Thursday, February 27, 2020

The Phony Miracle of the Oily Bible

A strange case has emerged from Dalton, Georgia. One Johnny Taylor claimed that on 1/20/2017, the day Trump was inaugurated, oil stains began to appear on his bible. The oil continued to increase until he started collecting them in vials. Taylor's oil soon became the center of a cult, with people claiming it could cure everything up to and including cancer.

Then on January 10, it turns out that the bible has stopped producing oil. Then it emerged that Taylor himself was buying a type of oil from a tractor supply store. Anybody with a brain should see that Taylor was pulling a scam.

This shows how religious fundamentalism is connected with Trumpism. It is all about pandering to stupid, ignorant people who are ready to believe anything.

Wednesday, February 19, 2020

Christopher Caldwell Speaks With Forked Tongue

A really bad article recently appeared on Vox. It is titled "Christopher Caldwell’s big idea: The civil rights revolution was a mistake." Christopher Caldwell is better known for writing about the supposed dangers of Moslem immigration to Europe, which shows where he's coming from. The peace is Vox is cast in the form of a debate with Sean Illing, concerns Caldwell's latest book "The Age of Entitlement: America Since the Sixties." Caldwell's point is that because of the civil rights movement White Americans “fell asleep thinking of themselves as the people who had built this country and woke up to find themselves occupying the bottom rung of an official hierarchy of races.”

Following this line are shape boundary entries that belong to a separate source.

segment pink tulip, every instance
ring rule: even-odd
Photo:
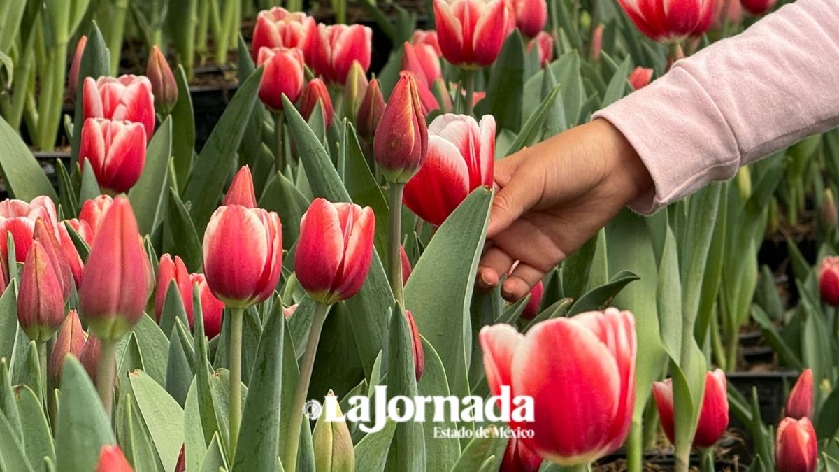
[[[405,186],[404,204],[420,218],[440,226],[469,193],[492,185],[495,119],[440,115],[428,128],[428,155],[422,169]]]
[[[775,434],[778,472],[814,472],[819,463],[816,430],[808,418],[784,418]]]
[[[495,62],[509,33],[508,16],[504,0],[434,0],[443,57],[470,68]]]
[[[102,118],[130,121],[143,125],[146,142],[154,134],[154,96],[152,83],[143,76],[119,77],[86,77],[83,95],[83,118]]]
[[[98,338],[119,340],[143,315],[151,266],[131,203],[117,197],[102,218],[79,288],[81,316]]]
[[[332,304],[361,290],[370,270],[375,225],[369,207],[312,202],[300,219],[294,275],[313,300]]]
[[[701,36],[714,20],[715,0],[618,0],[635,26],[659,43]]]
[[[274,111],[283,109],[283,94],[297,102],[303,92],[303,53],[299,49],[260,48],[257,66],[265,66],[259,99]]]
[[[216,298],[245,308],[274,293],[283,269],[279,217],[263,208],[220,207],[204,233],[204,274]]]
[[[479,335],[493,395],[533,399],[524,445],[561,465],[590,464],[626,440],[635,404],[635,318],[609,308],[555,318],[522,335],[508,324]],[[561,349],[558,349],[560,347]],[[562,401],[561,399],[565,399]]]
[[[805,369],[804,372],[801,372],[795,385],[793,385],[792,391],[789,391],[784,414],[796,420],[801,418],[812,420],[814,401],[813,370]]]
[[[702,408],[699,413],[696,434],[693,445],[697,448],[710,448],[725,433],[728,427],[728,396],[726,390],[726,375],[717,369],[707,372],[705,377],[705,396]],[[670,379],[653,384],[653,396],[659,408],[661,427],[668,439],[673,442],[673,385]]]
[[[146,164],[146,136],[138,123],[87,118],[81,128],[79,162],[89,160],[102,190],[128,191]]]
[[[329,83],[343,85],[352,62],[370,68],[373,30],[361,24],[326,26],[309,24],[305,48],[306,64]]]

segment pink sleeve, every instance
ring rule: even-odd
[[[620,129],[649,170],[654,194],[638,212],[730,178],[839,124],[839,1],[787,5],[593,118]]]

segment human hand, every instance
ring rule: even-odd
[[[509,301],[653,188],[635,149],[604,119],[497,161],[495,185],[477,285],[496,286],[518,260],[501,287]]]

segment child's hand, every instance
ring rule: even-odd
[[[603,119],[497,161],[495,183],[477,282],[495,286],[519,260],[502,286],[510,301],[653,186],[632,145]]]

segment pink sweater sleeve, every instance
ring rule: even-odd
[[[839,124],[839,0],[798,0],[594,114],[649,170],[650,213]]]

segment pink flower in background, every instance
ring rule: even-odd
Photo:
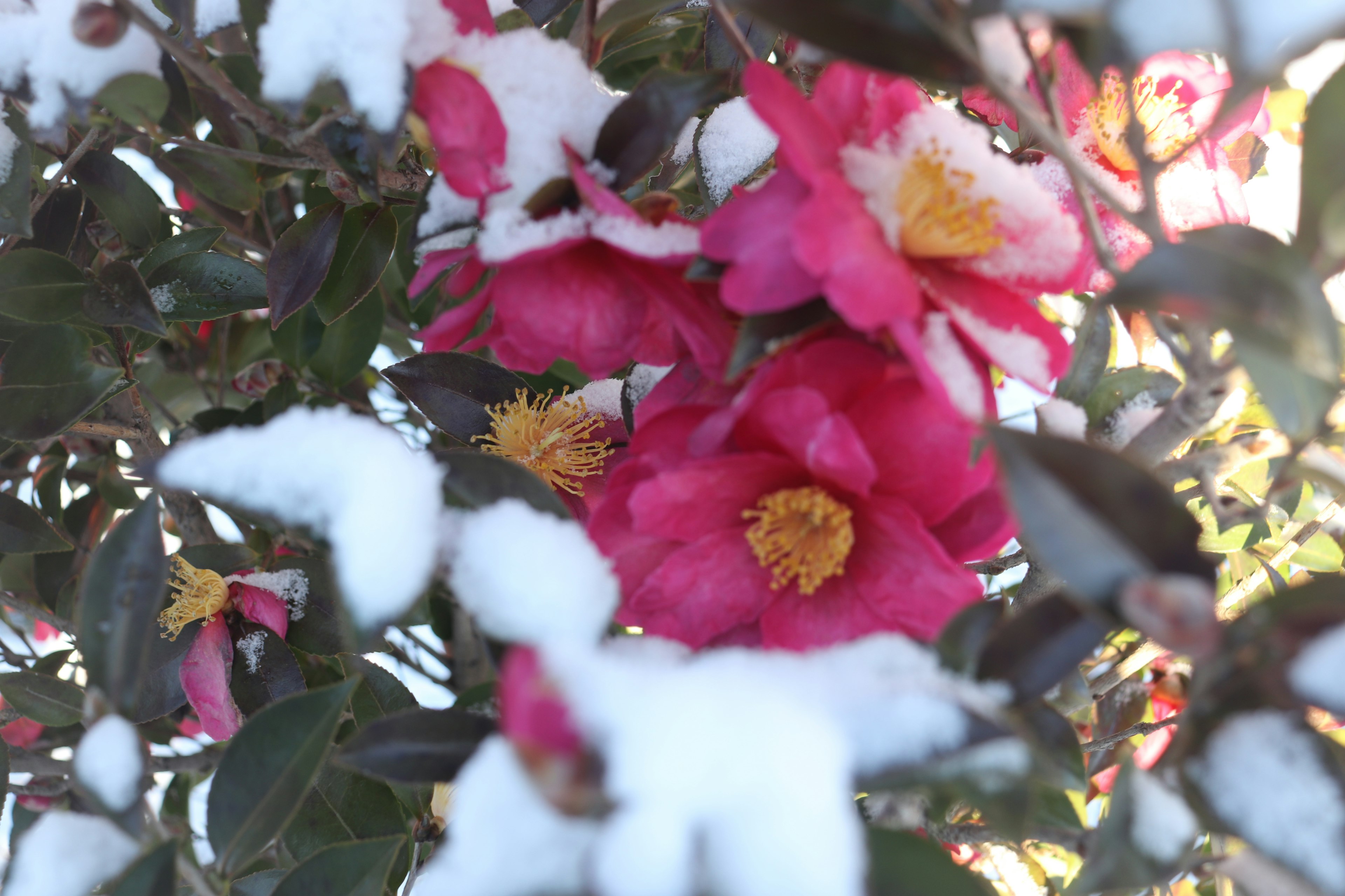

Let's take this sentence apart. First, white people did not build America by itself. It was also built by African-Americans, much of the time as slaves. The building of America also required lots of labor from Hispanic and Asian immigrants. Second, in what way are Whites at the "bottom" of any racial hierarchy? The fact that working class whites saw their situation deteriorate after the 1960s was caused by economic changes that had nothing to do with the civil rights movement and the drive for social equality.

Caldwell tries to hide his ethnocentric stance by claiming "This book is in no way a defense of Jim Crow or segregation or anything like that." In reality, we always had a system of racial preferences, for Whites, that dated all the way back to the colonial era. One of the big tricks of racists is to deny the problem of race and to claim that they are the victims of racism. Caldwell's most telling remark comes toward the end of the article
"I do not think the Trump movement or the Republican Party more generally is a racist movement." For Caldwell to make a statement like that suggests he is either obtuse or deceptive.

Tuesday, February 18, 2020

Mexicans Find New Way Over Trump's Wall

In an earlier post I mentioned that border crossers were cutting through the border wall. They have now found a new way to defeat the wall: climb over it with ladders. In some cases not even actual ladders, just makeshift ladders made out of rebar. It seems that Trump didn't know what it would take to build a wall. He's now raiding the Pentagon budget to pay for his stupid idea.

This is information from the article "Brilliant New $5.34 Ladder Defeats Not So Brilliant $2.5 Billion Trump Fever Dream"


by

Abby Zimet, Further columnist commondreams.org.

The article ends with an apt quote:

"A wise man lets a fool build a wall before choosing the height of his ladder.” - Socrates

Tuesday, February 4, 2020

Feminist "Woo" and What It Is

The New York Times recently published an opinion piece by Elisa Albert and Jennifer Block titled "Who’s Afraid of Gwyneth Paltrow and Goop?" This not only defends Paltrow and her quackery but repeats the standard rhetoric of feminist anti-science. The piece is full of feminist rhetoric about "intuitive measures" and "classic patriarchal devaluation." Absent from the discussion are certain facts like that Paltrow herself is a privileged white female. Albert and Block also ignore that Paltrow and Goop embody the same kind of obscurantism, worship of wealth and celebrity that led to the rise of Trumpism.

It is true that the piece was labeled as opinion. We have to ask ourselves about the decision by the New York Times to publish something like that. The New York Times claims to be the "newspaper of record." Are they going to start publishing articles in support of flat earthism and the anti-vaxxers? Pieces like those make us wonder whether the NY Times is really as credible as it claims to be.